Erfgoeddrager: Elisabeth

‘Ik snap wat mensen in Oekraïne nu meemaken’

Mevrouw Holla (1929) heet eigenlijk Adeleida Gerarda Maria, maar ze wordt al sinds dat ze 22 maanden is Moppie genoemd. Davide, Elisabeth, Jennifer, Manuel en Ruben van basisschool Veerkracht in Slotermeer waarschuwen Moppie van tevoren dat sommige vragen misschien wat emotioneel of persoonlijk zijn, maar Moppie heeft daar totaal geen moeite mee.

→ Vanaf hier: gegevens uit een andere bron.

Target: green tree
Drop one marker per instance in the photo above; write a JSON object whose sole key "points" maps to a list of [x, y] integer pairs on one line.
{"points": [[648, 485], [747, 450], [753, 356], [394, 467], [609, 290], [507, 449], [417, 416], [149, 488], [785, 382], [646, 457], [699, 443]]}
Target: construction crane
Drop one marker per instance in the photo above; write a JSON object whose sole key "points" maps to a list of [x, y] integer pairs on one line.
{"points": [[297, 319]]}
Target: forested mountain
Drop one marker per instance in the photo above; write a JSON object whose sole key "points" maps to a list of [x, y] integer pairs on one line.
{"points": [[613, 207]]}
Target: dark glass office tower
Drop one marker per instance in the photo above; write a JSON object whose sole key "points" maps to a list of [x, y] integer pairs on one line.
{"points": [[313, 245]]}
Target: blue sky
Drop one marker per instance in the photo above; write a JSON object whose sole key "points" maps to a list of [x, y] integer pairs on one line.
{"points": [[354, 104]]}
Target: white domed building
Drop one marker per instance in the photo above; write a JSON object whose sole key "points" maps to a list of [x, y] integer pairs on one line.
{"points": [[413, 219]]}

Hoe was het om in de oorlog te leven?
‘Ik heb het niet beseft, we werden ook niet bang gemaakt. Toen de oorlog begon, lag ik in bed. We sliepen in een bedstee in de keuken, mijn zusje Annie en ik in de andere. We hoorden gerommel. We werden niet bang van. Op het eind van de oorlog wel, maar toen was ik inmiddels al vijftien. Mijn vader drukte Het Parool, dat toen illegaal was. Ik ging soms naar de drukkerij. Ze deden daar alsof het gewoon werk was. Dus wij kinderen beseften niet dat het eigenlijk echt gevaarlijk was wat wij deden, namelijk de krantjes rondbrengen. Dat deden we gewoon. We werden niet bang gemaakt.’

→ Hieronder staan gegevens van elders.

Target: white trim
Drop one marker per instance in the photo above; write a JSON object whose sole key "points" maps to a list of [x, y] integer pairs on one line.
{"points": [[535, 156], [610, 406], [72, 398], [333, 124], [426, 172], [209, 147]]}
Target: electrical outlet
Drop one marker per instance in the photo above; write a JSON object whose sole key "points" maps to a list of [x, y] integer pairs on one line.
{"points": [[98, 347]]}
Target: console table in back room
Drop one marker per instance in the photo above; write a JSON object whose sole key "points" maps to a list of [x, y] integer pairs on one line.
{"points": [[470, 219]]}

Wat deden jullie dan precies voor het verzet?
‘Mijn zusje moest die krantjes, stencils waren dat, met het bootje naar mijn vader brengen. Wij kinderen deden heel veel zonder dat we het eigenlijk doorhadden. Het scheelt ook als ouders niet bang zijn. Gelukkig is er ook nooit wat gebeurd. Je kan ook verraden worden. Mijn vader is drie keer opgepakt. Dat is natuurlijk heel erg. Maar ook dat besefte ik niet goed. Hij zat eerst in een soort gevangenis in de stad. Daarna ging hij naar de gevangenis in Scheveningen. Mijn moeder was heel bijdehand en die ging elke keer naar die gevangenis toe, want hij kon niet gemist worden op die tuinderij. Mijn moeder heeft het tot drie keer toe voor elkaar gekregen om hem vrij te krijgen. Ze was zo’n doorzetter.’

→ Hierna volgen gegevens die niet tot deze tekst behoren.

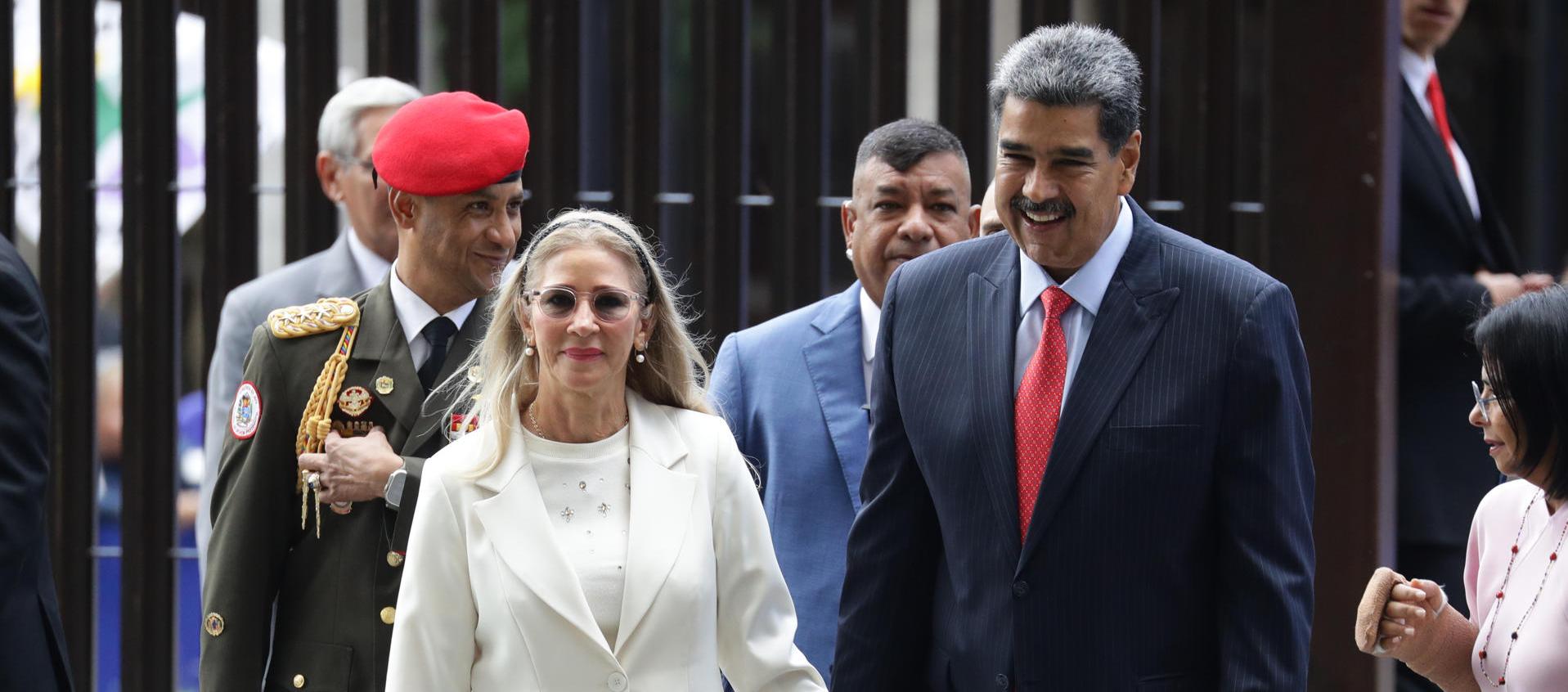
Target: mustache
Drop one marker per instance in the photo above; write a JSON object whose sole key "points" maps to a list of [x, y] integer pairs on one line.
{"points": [[1058, 208]]}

Hadden jullie altijd genoeg eten?
‘We hebben geen honger gehad, ook niet tijdens de Hongerwinter. Wij woonden op een tuinderij in de polder. Mijn vader had overal netten hangen, dus we hadden ook vis, zoals paling. En hij deed aan jagen, dus we aten ook eenden en hazen. Mijn oma bakte brood. Wat betreft de oorlog heb ik geluk gehad. Er kwamen veel mensen uit de stad om eten te halen. Onze boerderij lag het verst van de stad, dus het duurde lang voordat er ook mensen bij ons kwamen. Er kwamen ook elke dag vijf kinderen bij ons warm eten tussen de middag. Op een dag kwam er een moeder uit de buurt of haar kind ook kon komen eten. Maar we hadden er al vijf; er kon niet nog een kind bij. Dat vond die moeder maar kinderachtig en ze begon te roddelen over ons.’

Hoe was de Bevrijding?
‘Het eerste dat we deden toen de oorlog voorbij was, was met vlaggen de straat op gaan. We waren heel erg blij. Het was geweldig om die Canadezen te zien. Nu konden we weer doen wat we wilden. En die Amsterdammers kwamen gelukkig niet meer naar onze tuinen. Die waren ook lastig hoor. Er werd eten uit vliegtuigen gedropt. Wij gingen met het bootje op weg. De Amerikaanse soldaten hadden daar voedselpakketten gegooid. Mijn zus had er één gevonden. Dat was natuurlijk heel lekker wat daar allemaal inzat, want je was niks meer gewend. Er waren ook overal bevrijdingsfeesten. Wij hadden op school linten gemaakt, waar we een lintenspel mee deden. Daarmee gingen we met de klas naar alle bevrijdingsfeesten.’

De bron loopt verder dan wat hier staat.